Measure vocabulary size and diversity

Paste any text and get three figures: total words, unique words (after lowercasing), and lexical diversity as a percentage. Lexical diversity is the type-token ratio: unique / total * 100. The transform runs in your browser; nothing uploads. For the unique words themselves, see find unique words.

Input
Line 1:1 LF cloud_done Saved locally
Result Vocabulary Size
0 lines 0 chars

Type-token ratio at a glance

The total-word count uses the regex \b[a-z']+\b on the lowercased input. Letters and apostrophes are inside words; hyphens, digits, punctuation, and whitespace are boundaries. The unique count is the size of the resulting Set. Lexical diversity is unique divided by total, expressed as a percentage to one decimal.

Lexical diversity is sometimes called the type-token ratio (TTR). A ratio near 100% means almost every word is unique (very short or very varied input). A ratio near 0% means heavy repetition. For natural prose, the ratio falls as the input grows, because common function words (the, of, and) repeat. A 1,000-word essay might score 40 to 50%; a 10,000-word novel chapter might score 25 to 30%.

Because the tokenizer here is letters-only (no digits), tokens like 2024 and 3rd are excluded. For a digit-aware unique count, see find unique words. For the same lexical diversity figure inside a fuller stats block, see text statistics.

How to use measure vocabulary size and diversity

  1. 1Paste or type your text into the input panel on the left.
  2. 2The three lines (total, unique, diversity) appear in the output panel as you type.
  3. 3Read the diversity percentage as a measure of repetition: lower means more repetition.
  4. 4Click Copy in the output header to copy the report.
  5. 5Use find unique words if you also want the list itself.

Keyboard shortcuts

Drive TextResult without touching the mouse.

Shortcut Action
Ctrl FOpen the find & replace panel inside the input Plus
Ctrl ZUndo the last input change
Ctrl Shift ZRedo
Ctrl Shift EnterToggle fullscreen focus on the editor Plus
EscClose find & replace, or exit fullscreen
Ctrl KOpen the command palette to jump to any tool Plus
Ctrl SSave current workflow draft Plus
Ctrl PRun a saved workflow Plus

What this tool actually does

Tokenizer is \b[a-z']+\b on lowercased input

Letters and apostrophes only. The lowercase step folds The and the into one type. Digits are not part of the alphabet here, so number-only tokens are excluded.

Three-line output

Total words (every match), unique words (set size), lexical diversity (unique / total * 100, one decimal place). Each on its own line, plain text, easy to paste.

Lexical diversity is a percentage

The type-token ratio is (unique / total) * 100 rounded to one decimal place.

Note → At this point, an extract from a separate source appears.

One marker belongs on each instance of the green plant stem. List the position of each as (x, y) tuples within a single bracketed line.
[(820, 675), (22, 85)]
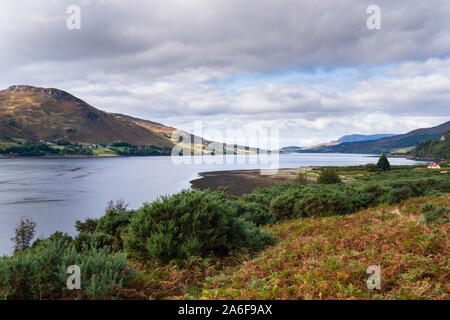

A ratio of 100% means every word is unique; 50% means half are repeats; 0% is mathematically impossible for non-empty input.

Hyphenated and digit-bearing tokens are excluded

state-of-the-art splits on the hyphen into four words. 2024 contains no letters and is excluded entirely. iPhone7 matches as iphone (the digit ends the match).

Empty input reports zeros and 0.0%

When the regex finds nothing the report is Total words: 0, Unique words: 0, Lexical diversity: 0.0%. No divide-by-zero crash.

Worked example

Twelve total words after lowercasing; the appears 3 times and quick and fox twice each, leaving 9 unique types. Diversity = 9 / 12 = 75.0%.

Input
the quick brown fox jumps over the lazy dog. the fox is quick.
Output
Total words: 12
Unique words: 9
Lexical diversity: 75.0%

Settings reference

Output line Meaning
Total words: N Every match of \b[a-z']+\b after lowercasing.
Unique words: M Size of the lowercased Set of words.
Lexical diversity: P% (unique / total) * 100, rounded to 1 decimal.
Hyphenated word Split on the hyphen into separate tokens.
Number-only token Excluded (no letters).
Empty input All three lines report 0 / 0.0%.

FAQ

What is lexical diversity?
The type-token ratio: unique words divided by total words, here as a percentage. It measures repetition. Low values mean lots of repeats; high values mean almost every word is fresh.
Why is the ratio lower for longer texts?
Because common function words (the, of, and) keep appearing as the input grows, while new vocabulary slows down. This is normal; comparing diversity across different lengths is misleading.
Are The and the counted as one type?
Yes. The input is lowercased before the regex runs, so case never affects the unique count.
Why is 2024 not counted?
The tokenizer is [a-z']+ (letters and apostrophes only). Digit-only tokens have no letters and are skipped. For a digit-aware unique count, use find unique words.
Is the input sent anywhere?
No. The computation runs in your browser. Nothing uploads, nothing is logged.